Next up, the first interior location, the "Music Room".

In the top-left, we have Mr.Ito, who advises us to play Seiken Densetsu 3 after completing FF4. This is rather impossible, considering SD3 couldn't have been released in Japan until after Seiken Densetsu 2, which didn't see the light of day until a couple years later. Unless they began the project for the third while working on the second, and with Squaresoft, I wouldn't doubt that. But more than likely, it was something different that was changed by J2E Translations. I'd pick up "Final Fantasy Chronicles" to see what the remake has to say, but it's probable that it was changed to something along the lines of "Be sure to pick up Final Fantasy 11, followed by Final Fantasy 10 and 12!".

Flying around the room like a Japanese Businessman after drinking Bull Sperm is Akira Ueda, who doesn't make a damned bit of sense and frankly, just plain scares me.

I haven't the foggiest idea who this fellow was, but whatever the case, he was spoofing Gilbert and his harp. For shame.

Moving on to the last and final room of the area, we find Mr.Tokita, who manages to be a couple of things: 1) a pervert who likes to hit on the females in my party, and 2) a coward. To avoid his job of working on the very game I'm playing, he attempts to join my party, but fails entirely. Why, I don't know exactly; I suppose it was too much of an effort to get out of bed.

Towards the center of the room, a blatent message is posted on the wall which reminds the employees no games are allowed "up until here". From what I can gather, "up until here" has to mean "here", which would probably better explain the lack of activity in this area. "Game Engineers" can get real shifty if they don't get their daily-dose of Galaga, y'know.

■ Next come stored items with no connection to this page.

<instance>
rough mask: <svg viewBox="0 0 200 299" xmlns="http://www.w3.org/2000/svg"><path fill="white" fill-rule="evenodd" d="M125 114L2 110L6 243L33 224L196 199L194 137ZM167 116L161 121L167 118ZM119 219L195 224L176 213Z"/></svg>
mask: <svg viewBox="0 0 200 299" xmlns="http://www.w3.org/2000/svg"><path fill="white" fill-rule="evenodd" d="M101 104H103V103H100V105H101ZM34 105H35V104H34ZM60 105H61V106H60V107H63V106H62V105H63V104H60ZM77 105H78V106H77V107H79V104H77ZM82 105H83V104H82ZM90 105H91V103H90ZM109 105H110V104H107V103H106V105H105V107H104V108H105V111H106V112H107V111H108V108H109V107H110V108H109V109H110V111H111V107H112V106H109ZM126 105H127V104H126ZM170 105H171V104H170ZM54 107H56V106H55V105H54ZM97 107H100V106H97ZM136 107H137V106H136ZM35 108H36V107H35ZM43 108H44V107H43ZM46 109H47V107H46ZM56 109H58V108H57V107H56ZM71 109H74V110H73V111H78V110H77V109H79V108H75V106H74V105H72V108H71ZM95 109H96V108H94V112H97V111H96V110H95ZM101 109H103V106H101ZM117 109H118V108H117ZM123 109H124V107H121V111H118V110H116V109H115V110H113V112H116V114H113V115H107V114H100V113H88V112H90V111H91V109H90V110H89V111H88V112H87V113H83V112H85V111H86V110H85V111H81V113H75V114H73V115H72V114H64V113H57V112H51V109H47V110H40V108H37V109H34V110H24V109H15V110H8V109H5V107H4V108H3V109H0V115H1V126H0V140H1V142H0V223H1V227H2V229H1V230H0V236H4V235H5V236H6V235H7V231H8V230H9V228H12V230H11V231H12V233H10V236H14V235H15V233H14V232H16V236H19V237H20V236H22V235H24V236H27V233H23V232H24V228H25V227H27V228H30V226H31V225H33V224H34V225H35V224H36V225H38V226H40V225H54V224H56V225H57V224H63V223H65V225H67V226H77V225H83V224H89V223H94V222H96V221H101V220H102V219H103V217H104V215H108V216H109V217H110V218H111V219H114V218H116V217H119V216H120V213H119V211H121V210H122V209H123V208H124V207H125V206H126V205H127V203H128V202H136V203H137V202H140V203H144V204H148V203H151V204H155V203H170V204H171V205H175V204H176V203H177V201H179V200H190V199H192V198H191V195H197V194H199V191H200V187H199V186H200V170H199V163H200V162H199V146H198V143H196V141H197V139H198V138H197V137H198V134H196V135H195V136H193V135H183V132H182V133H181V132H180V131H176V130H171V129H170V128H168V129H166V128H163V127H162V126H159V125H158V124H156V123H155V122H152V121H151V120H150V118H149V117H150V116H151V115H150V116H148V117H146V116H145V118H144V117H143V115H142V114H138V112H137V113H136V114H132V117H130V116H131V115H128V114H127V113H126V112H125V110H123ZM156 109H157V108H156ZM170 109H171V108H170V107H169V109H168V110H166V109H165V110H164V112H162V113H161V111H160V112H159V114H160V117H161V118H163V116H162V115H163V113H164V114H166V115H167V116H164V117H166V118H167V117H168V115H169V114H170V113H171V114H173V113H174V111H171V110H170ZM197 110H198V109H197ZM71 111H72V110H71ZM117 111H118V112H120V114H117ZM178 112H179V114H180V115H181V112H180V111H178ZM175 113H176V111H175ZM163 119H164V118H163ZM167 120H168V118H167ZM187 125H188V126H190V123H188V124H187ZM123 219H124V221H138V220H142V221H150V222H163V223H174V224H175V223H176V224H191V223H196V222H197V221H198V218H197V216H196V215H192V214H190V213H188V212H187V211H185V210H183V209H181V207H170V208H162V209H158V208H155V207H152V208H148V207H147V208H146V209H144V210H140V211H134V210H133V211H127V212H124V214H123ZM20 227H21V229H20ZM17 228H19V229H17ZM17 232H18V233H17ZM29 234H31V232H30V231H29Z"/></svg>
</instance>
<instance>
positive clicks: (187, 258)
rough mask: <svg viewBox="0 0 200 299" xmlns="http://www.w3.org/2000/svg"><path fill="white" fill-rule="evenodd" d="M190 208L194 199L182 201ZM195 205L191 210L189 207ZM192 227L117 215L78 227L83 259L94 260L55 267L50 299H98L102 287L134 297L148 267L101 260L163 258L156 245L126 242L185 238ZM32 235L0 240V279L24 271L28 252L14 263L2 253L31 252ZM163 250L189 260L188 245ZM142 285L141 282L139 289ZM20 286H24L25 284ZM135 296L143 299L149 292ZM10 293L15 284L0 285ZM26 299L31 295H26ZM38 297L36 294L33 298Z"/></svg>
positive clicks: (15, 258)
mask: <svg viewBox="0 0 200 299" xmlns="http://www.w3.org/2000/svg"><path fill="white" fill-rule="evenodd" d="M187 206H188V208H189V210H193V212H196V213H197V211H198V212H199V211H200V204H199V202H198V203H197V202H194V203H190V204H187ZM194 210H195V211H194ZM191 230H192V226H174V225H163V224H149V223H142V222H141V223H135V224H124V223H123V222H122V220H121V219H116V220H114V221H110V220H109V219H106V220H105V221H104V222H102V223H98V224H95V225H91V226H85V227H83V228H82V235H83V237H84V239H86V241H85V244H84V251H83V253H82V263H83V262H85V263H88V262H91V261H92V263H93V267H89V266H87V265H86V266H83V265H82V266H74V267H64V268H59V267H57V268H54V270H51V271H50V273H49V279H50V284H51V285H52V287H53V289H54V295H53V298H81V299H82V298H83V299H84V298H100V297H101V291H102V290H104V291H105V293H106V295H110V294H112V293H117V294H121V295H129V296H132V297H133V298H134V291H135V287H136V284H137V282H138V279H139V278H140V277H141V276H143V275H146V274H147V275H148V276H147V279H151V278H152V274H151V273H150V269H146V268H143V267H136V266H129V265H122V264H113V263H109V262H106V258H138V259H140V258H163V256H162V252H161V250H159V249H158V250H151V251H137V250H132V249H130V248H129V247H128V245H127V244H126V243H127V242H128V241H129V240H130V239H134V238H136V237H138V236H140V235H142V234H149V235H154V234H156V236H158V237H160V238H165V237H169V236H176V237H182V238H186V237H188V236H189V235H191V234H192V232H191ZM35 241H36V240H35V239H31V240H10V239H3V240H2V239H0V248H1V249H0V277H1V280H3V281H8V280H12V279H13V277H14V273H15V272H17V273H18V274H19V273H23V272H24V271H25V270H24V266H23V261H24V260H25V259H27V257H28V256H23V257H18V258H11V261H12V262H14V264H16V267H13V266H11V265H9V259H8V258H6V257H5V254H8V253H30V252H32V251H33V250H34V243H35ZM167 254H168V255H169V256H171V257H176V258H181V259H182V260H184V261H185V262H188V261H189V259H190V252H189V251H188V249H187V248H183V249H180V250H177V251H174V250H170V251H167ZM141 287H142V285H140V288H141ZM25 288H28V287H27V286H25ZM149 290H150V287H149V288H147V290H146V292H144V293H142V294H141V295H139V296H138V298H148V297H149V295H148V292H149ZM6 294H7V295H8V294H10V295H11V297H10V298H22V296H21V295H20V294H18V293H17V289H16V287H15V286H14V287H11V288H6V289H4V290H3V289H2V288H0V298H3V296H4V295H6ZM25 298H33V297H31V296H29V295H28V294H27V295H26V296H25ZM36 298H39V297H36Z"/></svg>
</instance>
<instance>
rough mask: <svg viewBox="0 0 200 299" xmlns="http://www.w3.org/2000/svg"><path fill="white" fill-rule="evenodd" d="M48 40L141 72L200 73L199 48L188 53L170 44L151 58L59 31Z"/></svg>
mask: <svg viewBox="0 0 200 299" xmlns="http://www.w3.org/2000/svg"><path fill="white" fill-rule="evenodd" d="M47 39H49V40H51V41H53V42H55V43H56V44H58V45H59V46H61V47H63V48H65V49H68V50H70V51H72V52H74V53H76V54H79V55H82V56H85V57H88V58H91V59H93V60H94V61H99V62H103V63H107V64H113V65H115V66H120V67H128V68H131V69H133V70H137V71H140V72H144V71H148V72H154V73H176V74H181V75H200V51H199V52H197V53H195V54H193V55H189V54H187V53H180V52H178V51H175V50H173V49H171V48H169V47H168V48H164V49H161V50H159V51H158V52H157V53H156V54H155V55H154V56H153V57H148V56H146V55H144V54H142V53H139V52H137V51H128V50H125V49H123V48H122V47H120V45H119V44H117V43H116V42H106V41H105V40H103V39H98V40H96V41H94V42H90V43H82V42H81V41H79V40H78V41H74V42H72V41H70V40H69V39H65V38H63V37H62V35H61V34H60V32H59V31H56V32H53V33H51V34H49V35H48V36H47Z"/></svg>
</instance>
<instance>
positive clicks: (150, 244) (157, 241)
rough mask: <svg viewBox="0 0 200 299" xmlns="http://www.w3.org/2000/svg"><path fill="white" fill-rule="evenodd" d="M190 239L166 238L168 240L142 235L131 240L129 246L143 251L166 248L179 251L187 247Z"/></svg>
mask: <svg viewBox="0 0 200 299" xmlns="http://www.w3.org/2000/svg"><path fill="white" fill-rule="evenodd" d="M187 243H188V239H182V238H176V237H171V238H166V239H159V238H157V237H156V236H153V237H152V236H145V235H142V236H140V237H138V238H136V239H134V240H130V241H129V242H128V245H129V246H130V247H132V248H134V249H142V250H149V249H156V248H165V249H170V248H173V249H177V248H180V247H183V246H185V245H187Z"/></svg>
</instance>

Off in the western bed, we have Ken Narita, who complains profusely about a multitude of RPG-Creation problems. If you've spent the slightest amount of decent time working with RPG Maker 2000, you'll be quite amused; if you haven't, well, you'll probably be saying "SPEAK AMERIKAN DAMIT WHATS YER PROBLEM?!".

And finally, yes, we have the one, the only, the great, the Playboy Magazine.

Coming with one sole purpose, the Playboy Magazine is meant to simply fulfill the one thing Rosa couldn't do for Cecil, sex. Actually, the game hints several times to their more-than-friend relationship, but I guess she wasn't enough for Ol' Perverted Cecil. Anyway, by using the "Playboy", we're treated to a scene of our hero looking both ways, and then turning his back to the screen as the Calebrina music plays in the background. From here, you can use your SICKY little imagination. SICKY.

Thus, the show's over. As for the Playboy, it fades away after one use, so it's best to make a back-up file so you'll always have it. I mean, just because it's such a rare item, of course.